Laxisme et complaisance dans la gestion de la chose publique, effritement de l’autorité de l’Etat, dérives dans la gestion des finances publiques, arrangements politiciens au sommet, influences extérieures excessives … Les tares des régimes démocratiques inquiètent et poussent à une tendance plus totalitariste.
Dans de nombreux pays de la planète et en particulier en Afrique, l’opinion publique semble, depuis plusieurs années, dérouler le tapis rouge à des régimes militaires, pourtant peu protecteur des libertés démocratiques.
En effet, depuis le discours de La Baule, par lequel le président français d’alors, François Mitterrand encensait la démocratie comme « meilleur système politique », l’intelligentsia mondiale avait pensé avoir définitivement établi un cliché universel. Il s’agit de proclamer que tout système politique qui n’était pas basé sur la démocratie n’était pas défendable. Il doit subir des coups de boutoir des peuples pour s’enduire du parfum étiquette « régime démocratique ». C’est ainsi que la France, chantre de cette pensée, avait décidé, en 1990, de conditionner ses aides aux Etats qu’elle dominait, à « l’ouverture démocratique ».

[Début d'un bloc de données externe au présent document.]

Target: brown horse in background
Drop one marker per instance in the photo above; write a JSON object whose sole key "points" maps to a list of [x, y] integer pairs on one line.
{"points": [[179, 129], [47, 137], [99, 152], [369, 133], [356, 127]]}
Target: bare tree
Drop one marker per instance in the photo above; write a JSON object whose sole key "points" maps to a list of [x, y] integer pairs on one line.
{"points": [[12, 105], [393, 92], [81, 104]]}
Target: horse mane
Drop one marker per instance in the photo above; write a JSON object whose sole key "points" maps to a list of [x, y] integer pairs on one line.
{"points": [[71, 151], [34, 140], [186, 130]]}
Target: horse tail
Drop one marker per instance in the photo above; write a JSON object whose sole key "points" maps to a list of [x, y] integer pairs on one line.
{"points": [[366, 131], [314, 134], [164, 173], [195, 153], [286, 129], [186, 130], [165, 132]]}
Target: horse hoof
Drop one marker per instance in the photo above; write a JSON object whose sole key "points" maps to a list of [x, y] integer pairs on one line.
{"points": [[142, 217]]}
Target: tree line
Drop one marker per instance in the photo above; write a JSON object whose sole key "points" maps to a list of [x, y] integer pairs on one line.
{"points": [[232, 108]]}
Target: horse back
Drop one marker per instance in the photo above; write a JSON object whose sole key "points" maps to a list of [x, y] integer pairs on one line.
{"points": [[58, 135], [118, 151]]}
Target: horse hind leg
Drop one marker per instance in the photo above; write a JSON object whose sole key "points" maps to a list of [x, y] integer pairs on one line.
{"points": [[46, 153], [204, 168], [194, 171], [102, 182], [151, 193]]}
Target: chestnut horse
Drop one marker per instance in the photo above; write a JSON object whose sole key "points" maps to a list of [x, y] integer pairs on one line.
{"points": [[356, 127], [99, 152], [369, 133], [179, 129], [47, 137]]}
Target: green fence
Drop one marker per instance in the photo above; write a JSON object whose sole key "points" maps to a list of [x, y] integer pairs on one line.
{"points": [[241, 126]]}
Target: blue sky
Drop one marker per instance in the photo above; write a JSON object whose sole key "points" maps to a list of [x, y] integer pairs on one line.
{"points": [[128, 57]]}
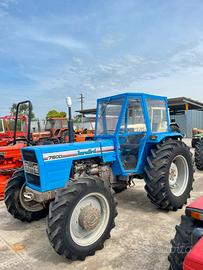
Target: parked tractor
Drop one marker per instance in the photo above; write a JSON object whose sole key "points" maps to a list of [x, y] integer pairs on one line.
{"points": [[187, 246], [10, 154], [74, 182], [199, 155], [197, 135], [7, 129], [56, 131]]}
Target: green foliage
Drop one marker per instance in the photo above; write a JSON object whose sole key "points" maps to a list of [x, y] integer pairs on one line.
{"points": [[77, 119], [55, 114], [23, 109]]}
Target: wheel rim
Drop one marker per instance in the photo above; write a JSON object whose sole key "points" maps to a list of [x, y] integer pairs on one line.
{"points": [[89, 219], [27, 203], [178, 175]]}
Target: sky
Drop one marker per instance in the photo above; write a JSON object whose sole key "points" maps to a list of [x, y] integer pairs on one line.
{"points": [[50, 49]]}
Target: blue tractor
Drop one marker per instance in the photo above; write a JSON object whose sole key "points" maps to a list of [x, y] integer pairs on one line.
{"points": [[73, 183]]}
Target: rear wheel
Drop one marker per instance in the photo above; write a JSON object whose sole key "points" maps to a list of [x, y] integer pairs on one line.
{"points": [[181, 244], [199, 155], [169, 175], [65, 137], [17, 204], [81, 218]]}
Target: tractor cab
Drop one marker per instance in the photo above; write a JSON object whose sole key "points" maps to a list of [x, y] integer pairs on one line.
{"points": [[132, 120]]}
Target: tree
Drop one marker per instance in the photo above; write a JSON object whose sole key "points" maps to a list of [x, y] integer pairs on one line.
{"points": [[77, 119], [23, 109], [55, 114]]}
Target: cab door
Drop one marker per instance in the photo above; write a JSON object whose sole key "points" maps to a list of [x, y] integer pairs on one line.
{"points": [[132, 134]]}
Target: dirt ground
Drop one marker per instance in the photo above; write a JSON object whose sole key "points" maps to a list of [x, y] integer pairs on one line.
{"points": [[140, 240]]}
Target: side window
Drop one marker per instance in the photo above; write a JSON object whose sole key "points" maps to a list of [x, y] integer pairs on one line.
{"points": [[1, 126], [133, 120], [157, 114]]}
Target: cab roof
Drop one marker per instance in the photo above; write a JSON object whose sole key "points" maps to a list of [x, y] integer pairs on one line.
{"points": [[144, 95]]}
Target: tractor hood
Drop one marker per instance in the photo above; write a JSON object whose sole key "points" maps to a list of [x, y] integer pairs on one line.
{"points": [[48, 167]]}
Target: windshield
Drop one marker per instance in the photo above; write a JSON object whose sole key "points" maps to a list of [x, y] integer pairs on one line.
{"points": [[158, 115], [108, 115]]}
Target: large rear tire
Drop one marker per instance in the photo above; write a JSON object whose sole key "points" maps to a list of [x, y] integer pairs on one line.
{"points": [[65, 137], [81, 218], [16, 203], [199, 155], [169, 175], [181, 244]]}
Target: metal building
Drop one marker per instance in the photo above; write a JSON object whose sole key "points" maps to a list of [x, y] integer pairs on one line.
{"points": [[187, 113]]}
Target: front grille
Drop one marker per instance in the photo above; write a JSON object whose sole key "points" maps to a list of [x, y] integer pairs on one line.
{"points": [[31, 167], [33, 179], [29, 155]]}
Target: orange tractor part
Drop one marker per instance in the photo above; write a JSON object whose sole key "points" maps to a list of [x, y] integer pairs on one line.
{"points": [[10, 161], [7, 128]]}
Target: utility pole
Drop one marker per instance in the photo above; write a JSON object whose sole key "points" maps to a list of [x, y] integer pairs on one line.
{"points": [[81, 105]]}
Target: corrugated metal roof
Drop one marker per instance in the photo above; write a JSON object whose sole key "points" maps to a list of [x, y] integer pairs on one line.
{"points": [[175, 104]]}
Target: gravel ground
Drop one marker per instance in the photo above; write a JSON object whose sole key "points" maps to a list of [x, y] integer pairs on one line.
{"points": [[140, 240]]}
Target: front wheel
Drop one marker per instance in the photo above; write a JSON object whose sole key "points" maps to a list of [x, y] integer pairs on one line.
{"points": [[169, 175], [17, 204], [81, 218], [181, 244]]}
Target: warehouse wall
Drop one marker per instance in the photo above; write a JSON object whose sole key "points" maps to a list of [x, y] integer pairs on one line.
{"points": [[181, 121], [194, 120]]}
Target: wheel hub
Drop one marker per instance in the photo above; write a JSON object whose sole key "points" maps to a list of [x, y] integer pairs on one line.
{"points": [[89, 217], [173, 174]]}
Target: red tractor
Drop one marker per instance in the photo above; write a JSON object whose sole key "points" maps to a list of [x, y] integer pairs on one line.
{"points": [[56, 130], [187, 246]]}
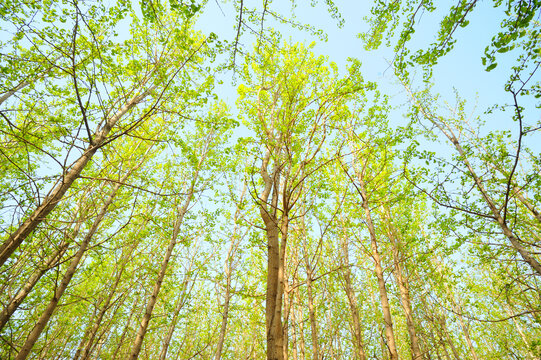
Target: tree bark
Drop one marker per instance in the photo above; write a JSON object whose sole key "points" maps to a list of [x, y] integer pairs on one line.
{"points": [[403, 286], [70, 175], [14, 303], [72, 268], [358, 341], [389, 333], [143, 326]]}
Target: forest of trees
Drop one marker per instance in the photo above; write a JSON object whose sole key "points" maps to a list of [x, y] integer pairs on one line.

Mais, ces changements n’ont pas enregistré les succès escomptés, puisque de nombreux pays ont simplement enregistré une euphorie plutôt déstabilisatrice. Ce qui a conduit à de mauvaises compréhensions des conquêtes comme le pluralisme politique, les libertés fondamentales, la promotion et la défense des droits de l’homme avec comme conséquence l’affaiblissement de l’autorité de l’Etat. Toutes ces jubilations et exagérations vont entrainer des revers, dont la mauvaise gouvernance avec la propension à la corruption, au laisser aller, au démantèlement des outils de défense, etc.
Et, ce sont les années 2000-2010 qui vont sonner le réveil brutal comme pour un retour à la case départ. D’où des insurrections, des mutineries militaires ayant renversé certains régimes dits démocratiques, des troubles politiques divers, etc. Ces changements de retour de la manivelle sont marqués au Rwanda par l’arrivée de Paul Kagamé au pouvoir, le retour de Dénis Sassou N’Guesso au Congo-Brazzaville, etc. Ce vent de l’Est se poursuivra avec les coups d’Etat d’Assimi Goïta au Mali, Damiba, puis Ibrahim Traoré au Burkina Faso, Mamadi Doumbouya en Guinée.
Tous ces régimes prônent la rupture avec le système démocratique précédent fondé sur une sorte de clientélisme politique, la soumission outrancière à la politique française, la faiblesse des moyens de défense de l’Etat, l’impunité, etc. Ce qui fait poser la question de savoir si les insuffisances du système démocratique doivent incliner à préférer le totalitarisme militaire. Les régimes d’exception ou régimes militaires au Mali et dans les pays voisins sont-ils à soutenir pour des lendemains meilleurs de la gouvernance ? Les observateurs semblent opter pour une réponse affirmative, du fait des signaux plutôt porteurs.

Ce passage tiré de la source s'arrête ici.